Friday 18 November 2011

Job Hazards and Personal Disasters

Coming from both a training and a theatre background I have friends who hate exercise, friends who are athletes, friends who are fit and friends who used to be athletes but currently hate exercise. The latter is where our story begins today.

Years ago I vowed never to train family or loved ones. Whenever I have tried to personal train someone close to me it has turned out disastrous. First, they have the lowest compliance with the programs I have created for them. Second, they try to bargain their way out of doing the workouts THEY approached ME to design for them. And, they argue with me when I try to correct their form, something that drives me nuts. 

Recently (and very foolishly) I broke that vow and now I am remembering why I made it in the first place. The most difficult of all, even more so than training my exercise hating mother (which I didn’t think possible), is training someone I am currently or used to date. Most people date others with common interests and I am no exception. When I belonged to theatre companies, I dated actors (and subsequently vowed to never do that again; a vow I’ve had no problem keeping), now I generally date cyclists or martial artists. The martial artists don’t need my professional services – they know the human body better than any family doctor I’ve ever had. Then there are the cyclists; the epitome of grace and fluidity on the bike, complete disasters off of it!

Normally, when working with a client I have strict parameters around the relationship. We meet at the gym at a mutually agreed upon time. If they are late, the time is still subtracted from their session. If they cancel at the last minute, they lose the session. They listen, they ask questions, they do what they are told because, well, that’s why they hired me!

People I date(d) show up late, and think nothing of calling and cancelling at the precise time I am expecting the doorbell to ring. Ah yes, the doorbell is ringing because they are training in my home. Maybe it’s the theatre training or maybe the karate sensei in me, but when I am training someone, anyone, I get into the role. I treat everyone like a client. I don’t give kisses or caresses, I don’t want to sit and chat or cuddle a bit before we head into the basement. Work is work and I have no problem compartmentalizing. I dated another black belt for years and for the first 2 no one at the dojo even realized we were dating. I have watched another sensei punish his wife with pushups in class. It’s all about the discipline in karate and dojo is dojo, it is a separate and distinct society.

As startling at it is, here in the closing months of 2011, many people still hold on to the ancient, outdated beliefs of the traditional roles of women and men. Women should be nurturing and vulnerable and need protecting, and although they are supposed to have a butt you could bounce coins off of, they aren’t supposed to kick butt to get it that way. Men are supposed to be providers and protectors who can also fix things. The fact that most men provide for their families with desk jobs that make them out of shape has not altered expectation anymore than wanting a woman with a great body has even though exercise is the only way to achieve it.

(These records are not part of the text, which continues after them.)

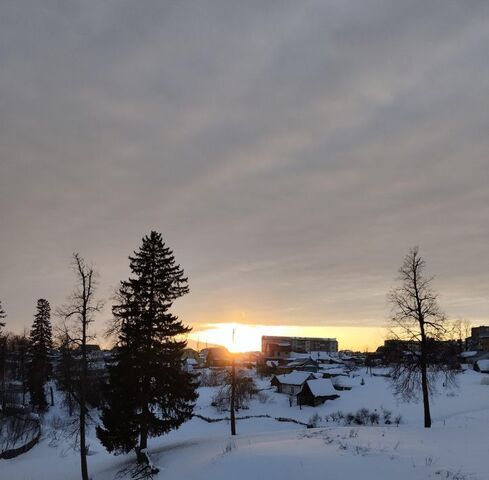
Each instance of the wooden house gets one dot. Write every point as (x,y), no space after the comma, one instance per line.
(316,392)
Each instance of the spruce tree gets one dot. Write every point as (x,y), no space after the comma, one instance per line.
(149,393)
(3,357)
(40,345)
(3,315)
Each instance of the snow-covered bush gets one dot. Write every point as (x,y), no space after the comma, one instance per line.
(264,397)
(364,416)
(314,420)
(212,378)
(245,390)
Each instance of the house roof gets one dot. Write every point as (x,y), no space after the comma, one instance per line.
(341,382)
(468,354)
(483,364)
(302,362)
(322,387)
(294,378)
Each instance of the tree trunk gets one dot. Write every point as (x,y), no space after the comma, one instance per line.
(233,398)
(143,440)
(83,447)
(426,393)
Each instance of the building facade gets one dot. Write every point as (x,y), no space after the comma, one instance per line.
(280,347)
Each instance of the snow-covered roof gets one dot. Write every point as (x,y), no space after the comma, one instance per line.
(332,366)
(334,371)
(468,354)
(293,378)
(483,365)
(322,387)
(341,382)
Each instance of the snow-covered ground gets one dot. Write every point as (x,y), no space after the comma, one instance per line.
(457,447)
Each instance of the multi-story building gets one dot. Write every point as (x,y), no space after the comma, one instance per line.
(280,347)
(479,339)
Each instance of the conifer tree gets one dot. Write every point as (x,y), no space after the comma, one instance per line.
(3,356)
(149,393)
(40,345)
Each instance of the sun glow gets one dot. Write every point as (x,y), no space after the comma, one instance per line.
(247,337)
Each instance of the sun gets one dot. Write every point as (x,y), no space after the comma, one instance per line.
(235,337)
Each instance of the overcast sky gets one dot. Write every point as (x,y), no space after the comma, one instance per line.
(290,152)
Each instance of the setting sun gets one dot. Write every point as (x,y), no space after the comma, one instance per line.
(238,337)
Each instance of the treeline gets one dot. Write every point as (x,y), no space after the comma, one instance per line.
(146,392)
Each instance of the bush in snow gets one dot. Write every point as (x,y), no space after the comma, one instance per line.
(245,390)
(387,414)
(314,420)
(364,416)
(264,397)
(212,378)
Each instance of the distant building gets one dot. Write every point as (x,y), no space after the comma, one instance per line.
(280,347)
(479,339)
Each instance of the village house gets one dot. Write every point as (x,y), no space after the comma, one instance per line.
(316,392)
(291,383)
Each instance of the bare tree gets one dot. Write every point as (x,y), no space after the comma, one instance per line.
(419,326)
(78,313)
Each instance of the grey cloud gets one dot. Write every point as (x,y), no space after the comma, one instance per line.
(290,152)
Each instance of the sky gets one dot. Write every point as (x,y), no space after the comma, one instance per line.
(289,152)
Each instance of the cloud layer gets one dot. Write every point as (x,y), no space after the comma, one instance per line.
(289,152)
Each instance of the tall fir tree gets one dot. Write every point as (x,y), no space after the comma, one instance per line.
(3,357)
(40,345)
(149,393)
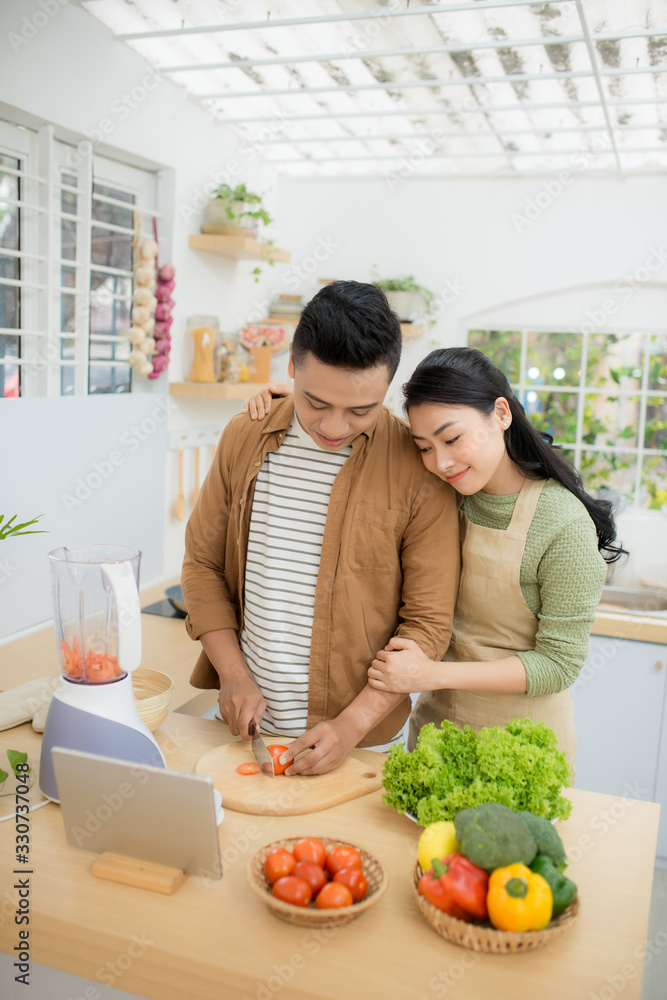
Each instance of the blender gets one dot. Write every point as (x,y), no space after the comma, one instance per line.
(98,630)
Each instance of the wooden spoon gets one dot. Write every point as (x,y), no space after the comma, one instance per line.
(178,510)
(195,492)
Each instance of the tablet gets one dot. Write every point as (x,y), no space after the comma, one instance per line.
(144,812)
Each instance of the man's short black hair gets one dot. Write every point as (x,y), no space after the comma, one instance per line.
(349,324)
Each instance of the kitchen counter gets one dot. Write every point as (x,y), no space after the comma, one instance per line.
(215,939)
(167,647)
(622,625)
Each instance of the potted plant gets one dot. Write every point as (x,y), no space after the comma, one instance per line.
(402,292)
(236,210)
(9,528)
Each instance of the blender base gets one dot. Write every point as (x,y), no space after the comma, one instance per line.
(75,729)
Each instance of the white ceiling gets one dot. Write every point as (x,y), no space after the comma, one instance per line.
(363,88)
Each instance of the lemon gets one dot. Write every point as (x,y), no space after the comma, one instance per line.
(437,841)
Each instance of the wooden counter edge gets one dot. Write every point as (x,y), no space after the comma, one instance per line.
(639,628)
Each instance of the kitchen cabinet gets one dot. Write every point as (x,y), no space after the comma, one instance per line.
(619,705)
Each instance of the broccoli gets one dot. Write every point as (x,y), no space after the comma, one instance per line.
(492,836)
(547,840)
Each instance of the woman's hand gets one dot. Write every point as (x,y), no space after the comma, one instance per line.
(258,406)
(401,668)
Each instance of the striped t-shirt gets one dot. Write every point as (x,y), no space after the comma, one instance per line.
(289,512)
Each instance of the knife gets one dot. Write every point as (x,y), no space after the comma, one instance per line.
(260,753)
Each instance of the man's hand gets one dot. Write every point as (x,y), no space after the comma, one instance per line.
(330,744)
(241,702)
(401,667)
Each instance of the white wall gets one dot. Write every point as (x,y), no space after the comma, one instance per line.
(464,239)
(95,471)
(471,242)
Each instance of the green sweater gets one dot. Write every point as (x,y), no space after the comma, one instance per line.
(562,574)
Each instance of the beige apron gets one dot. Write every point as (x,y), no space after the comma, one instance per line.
(492,621)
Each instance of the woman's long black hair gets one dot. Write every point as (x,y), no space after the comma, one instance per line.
(463,376)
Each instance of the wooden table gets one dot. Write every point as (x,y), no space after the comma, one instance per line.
(214,940)
(166,646)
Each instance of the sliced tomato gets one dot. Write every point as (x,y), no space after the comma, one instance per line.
(252,767)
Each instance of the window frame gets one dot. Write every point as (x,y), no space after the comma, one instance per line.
(45,158)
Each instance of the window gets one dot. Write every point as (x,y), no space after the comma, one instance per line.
(66,230)
(603,397)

Now, when you are a female personal trainer who also has a couple of degrees of black under her belt, even the most traditional or sexist of men recognize that you don’t need their protection. Unless they have really healthy self esteem, though, they will not appreciate that you are also more athletic than them, until you have them in your basement, teaching them some strength exercises. They may be able to handle you being more flexible (men really don’t care about flexibility, anyway…at least not their own); they may be ok with you having better balance. But even the most progressive guy will feel emasculated if you are stronger. That’s when the arguments start. The nice guys, with healthy self esteem or at least modern views of gender equality will make excuses and explanations for why they have the weaknesses they have. The insecure guys who hold fast to sexist stereotypes about guys and dolls will feel so threatened they begin to tear you down, dragging your self esteem to their levels. They start by looking around the room and telling you what needs fixing (because, they can fix it, they are manly men) or cleaning (because you are not a womanly woman). If the insecurities are really bad, his exgirlfriends will start to creep up in conversations over the next few days. Generally in a reference to how good she was at something that either you are hopeless at or that you are really proud of but she does better. It’s an ugly game. Sadly, that doesn’t make it any less popular.

My sensei has a lot of platitudes he repeats to us. We call them “Senseisms”. Some of them are hysterically funny and some of them are so insightful you’ll find yourself repeating them anytime a friend is in need. My favourite is, “don’t blame yourself for what other people lack.” The next time I find myself in my basement, listening to the litany of charges against my femininity I am going to remember that the list has nothing to do with my lacking femininity; the lacking is of self esteem on the “manly” side.